The other big problem (other than the ones John pointed out) is that if you have "AI" pilots flying every flight not being flown, then the flights that are flown can't have a multiplier either or if they do, it's no more than like 10x. The reason I say that is imagine an airline like CBFS or Wardair that have large fleets and flight schedules.
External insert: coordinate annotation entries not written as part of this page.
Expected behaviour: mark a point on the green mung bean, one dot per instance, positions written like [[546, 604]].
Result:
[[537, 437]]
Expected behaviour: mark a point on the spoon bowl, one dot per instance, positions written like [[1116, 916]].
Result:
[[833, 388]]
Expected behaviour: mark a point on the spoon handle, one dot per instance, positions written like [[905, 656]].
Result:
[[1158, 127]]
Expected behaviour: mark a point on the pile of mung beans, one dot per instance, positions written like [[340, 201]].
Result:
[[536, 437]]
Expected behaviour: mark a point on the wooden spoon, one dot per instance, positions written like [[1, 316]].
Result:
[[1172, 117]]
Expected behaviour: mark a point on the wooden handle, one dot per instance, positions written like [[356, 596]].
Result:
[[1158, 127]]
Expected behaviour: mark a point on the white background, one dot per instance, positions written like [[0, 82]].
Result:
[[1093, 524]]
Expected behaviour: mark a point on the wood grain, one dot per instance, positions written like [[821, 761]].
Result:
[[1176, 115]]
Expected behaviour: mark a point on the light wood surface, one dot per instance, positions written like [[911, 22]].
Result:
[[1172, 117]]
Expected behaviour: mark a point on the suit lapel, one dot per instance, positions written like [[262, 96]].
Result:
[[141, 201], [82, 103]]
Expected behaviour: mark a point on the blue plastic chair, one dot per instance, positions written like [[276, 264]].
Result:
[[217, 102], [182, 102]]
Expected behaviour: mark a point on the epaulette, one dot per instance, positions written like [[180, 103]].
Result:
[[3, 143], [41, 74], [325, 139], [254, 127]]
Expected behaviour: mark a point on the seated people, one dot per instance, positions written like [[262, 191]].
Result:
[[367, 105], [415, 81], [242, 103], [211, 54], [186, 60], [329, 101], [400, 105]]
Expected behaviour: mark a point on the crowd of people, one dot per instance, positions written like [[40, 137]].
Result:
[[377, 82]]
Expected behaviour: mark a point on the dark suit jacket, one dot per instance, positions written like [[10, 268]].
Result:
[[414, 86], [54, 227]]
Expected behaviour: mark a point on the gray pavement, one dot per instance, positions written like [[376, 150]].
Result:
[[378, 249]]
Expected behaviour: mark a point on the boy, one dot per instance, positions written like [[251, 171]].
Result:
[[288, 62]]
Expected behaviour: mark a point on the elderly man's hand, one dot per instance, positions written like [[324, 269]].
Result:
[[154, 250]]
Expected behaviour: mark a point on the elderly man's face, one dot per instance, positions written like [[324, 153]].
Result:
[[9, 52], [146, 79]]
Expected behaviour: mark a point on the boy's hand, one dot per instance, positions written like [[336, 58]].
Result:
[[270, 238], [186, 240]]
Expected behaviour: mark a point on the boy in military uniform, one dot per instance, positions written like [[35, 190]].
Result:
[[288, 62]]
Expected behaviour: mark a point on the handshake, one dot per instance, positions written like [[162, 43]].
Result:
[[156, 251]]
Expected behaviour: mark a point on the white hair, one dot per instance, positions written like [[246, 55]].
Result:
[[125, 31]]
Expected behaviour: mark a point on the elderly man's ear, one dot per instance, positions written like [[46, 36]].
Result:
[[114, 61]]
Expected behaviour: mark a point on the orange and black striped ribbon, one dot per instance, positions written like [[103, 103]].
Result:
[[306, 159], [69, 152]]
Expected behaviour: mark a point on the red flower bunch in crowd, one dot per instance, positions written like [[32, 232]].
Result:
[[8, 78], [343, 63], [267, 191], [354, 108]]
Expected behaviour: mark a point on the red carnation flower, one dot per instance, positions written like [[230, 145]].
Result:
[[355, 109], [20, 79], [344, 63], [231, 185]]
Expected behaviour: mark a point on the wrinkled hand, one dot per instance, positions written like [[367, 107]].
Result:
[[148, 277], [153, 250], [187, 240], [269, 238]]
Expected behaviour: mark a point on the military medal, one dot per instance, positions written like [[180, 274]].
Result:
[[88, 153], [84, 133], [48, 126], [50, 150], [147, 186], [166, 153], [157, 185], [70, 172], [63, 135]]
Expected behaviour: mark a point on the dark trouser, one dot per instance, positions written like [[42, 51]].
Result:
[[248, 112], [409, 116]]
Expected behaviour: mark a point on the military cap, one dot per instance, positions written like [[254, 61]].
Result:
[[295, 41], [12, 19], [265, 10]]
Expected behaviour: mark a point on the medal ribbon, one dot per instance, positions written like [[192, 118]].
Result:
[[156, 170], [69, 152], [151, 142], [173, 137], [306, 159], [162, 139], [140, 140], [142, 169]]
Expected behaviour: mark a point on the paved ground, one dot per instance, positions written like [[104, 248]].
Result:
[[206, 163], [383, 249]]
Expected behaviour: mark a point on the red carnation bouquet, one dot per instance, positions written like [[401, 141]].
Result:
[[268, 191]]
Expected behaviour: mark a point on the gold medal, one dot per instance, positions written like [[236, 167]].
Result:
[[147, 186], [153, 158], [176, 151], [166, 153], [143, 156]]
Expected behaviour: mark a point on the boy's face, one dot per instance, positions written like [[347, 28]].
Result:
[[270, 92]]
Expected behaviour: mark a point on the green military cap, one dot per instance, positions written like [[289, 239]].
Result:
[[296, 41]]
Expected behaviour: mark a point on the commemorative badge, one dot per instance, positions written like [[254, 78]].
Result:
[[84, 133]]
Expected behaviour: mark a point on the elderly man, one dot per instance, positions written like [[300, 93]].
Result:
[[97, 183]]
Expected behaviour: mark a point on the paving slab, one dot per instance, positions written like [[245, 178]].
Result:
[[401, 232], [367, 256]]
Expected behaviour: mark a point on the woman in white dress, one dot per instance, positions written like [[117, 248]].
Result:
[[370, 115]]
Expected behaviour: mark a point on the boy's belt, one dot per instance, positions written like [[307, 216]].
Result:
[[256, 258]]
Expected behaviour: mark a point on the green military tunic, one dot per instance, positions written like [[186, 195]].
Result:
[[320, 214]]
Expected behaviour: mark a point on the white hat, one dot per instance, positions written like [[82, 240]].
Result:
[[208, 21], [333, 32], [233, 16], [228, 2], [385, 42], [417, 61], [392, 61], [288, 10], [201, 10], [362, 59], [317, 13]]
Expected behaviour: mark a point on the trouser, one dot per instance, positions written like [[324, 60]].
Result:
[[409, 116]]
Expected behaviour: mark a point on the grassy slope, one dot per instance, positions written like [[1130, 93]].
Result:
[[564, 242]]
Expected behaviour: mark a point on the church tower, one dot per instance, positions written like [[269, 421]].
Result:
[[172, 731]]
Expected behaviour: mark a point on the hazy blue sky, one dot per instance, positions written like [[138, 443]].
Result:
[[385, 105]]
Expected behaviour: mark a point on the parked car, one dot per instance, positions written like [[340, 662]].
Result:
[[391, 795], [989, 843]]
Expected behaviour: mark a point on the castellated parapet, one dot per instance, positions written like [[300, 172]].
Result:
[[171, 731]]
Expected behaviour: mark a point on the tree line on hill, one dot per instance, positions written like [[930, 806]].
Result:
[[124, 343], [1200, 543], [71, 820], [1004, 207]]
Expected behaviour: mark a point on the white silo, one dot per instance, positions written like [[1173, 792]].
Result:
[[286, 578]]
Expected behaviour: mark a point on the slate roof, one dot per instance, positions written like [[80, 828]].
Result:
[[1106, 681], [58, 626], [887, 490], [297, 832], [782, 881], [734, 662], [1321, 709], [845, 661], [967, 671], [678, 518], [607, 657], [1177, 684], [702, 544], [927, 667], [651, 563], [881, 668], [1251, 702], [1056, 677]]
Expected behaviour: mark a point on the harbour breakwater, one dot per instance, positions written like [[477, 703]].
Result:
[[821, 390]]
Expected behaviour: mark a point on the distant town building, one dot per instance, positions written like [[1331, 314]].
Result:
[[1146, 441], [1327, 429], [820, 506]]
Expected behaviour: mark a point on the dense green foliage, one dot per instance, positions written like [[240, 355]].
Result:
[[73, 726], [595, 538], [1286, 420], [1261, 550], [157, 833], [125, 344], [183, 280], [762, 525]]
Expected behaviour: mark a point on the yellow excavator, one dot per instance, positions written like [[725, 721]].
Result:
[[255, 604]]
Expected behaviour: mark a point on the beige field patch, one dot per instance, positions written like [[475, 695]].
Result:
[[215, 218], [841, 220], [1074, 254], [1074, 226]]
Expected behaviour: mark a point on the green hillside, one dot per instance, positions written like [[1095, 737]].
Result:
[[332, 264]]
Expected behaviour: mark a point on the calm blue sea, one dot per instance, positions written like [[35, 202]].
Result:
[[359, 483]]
At CBFS we have a very nice statistics recording system that keeps a lot of info for us. Here's what it reveals -

In October, we flew 355 flights out of 3360 routes available (so about 10% of our routes were flown during the month). Now, for the month of October we grossed v$2,890,701 in profit. With our current multiplier of 300, we netted v$867,210,000. Now, let's fill in the other 3005 flights that weren't flown. We divide the gross by 355 to get an average per-flight profit of v$8143. Now, there's 3360 flights a day so we multiply the per-flight profit by the number of flights and get v$27,359,874 for one day. Multiply that by 30 (average days in a month) and we get v$820,796,228. To simplify that, if every flight in the month by the AI (and no-one flew any flight) we'd make almost as much as we did flying the 355 flights during the month.

Okay, say we flew 355 of the flights that month. Well, if we subtract the total of 355 flights (at the average gross) that means that we made v$817,905,463 on AI flights (since 355 flights weren't flown). Now we add in the net profit (v$867,210,000) and now we've made v$1,685,115,463. That's v$1.7 Billion for one month.

Now, if you make the flights all at 1x (or even make the real-person flwon ones at 10x) the total revenue each month won't change much so you get the activity without an unrealistic income each month. But the whole purpose of the multiplier was to allow a "realistic" income level for the airlines without having to do something complex like AI flights and right now, it works pretty well (as my math problem above discovers). So what would the purpose of AI flights be other than adding artificial activity to your airline?

Sorry to get long winded, but I wanted to make a point.

Edit: I forgot to thank David Maltby for creating the amazing statistics database he has to help everyone see how well the airline is doing and the pilots themselves are doing. It's a great tool.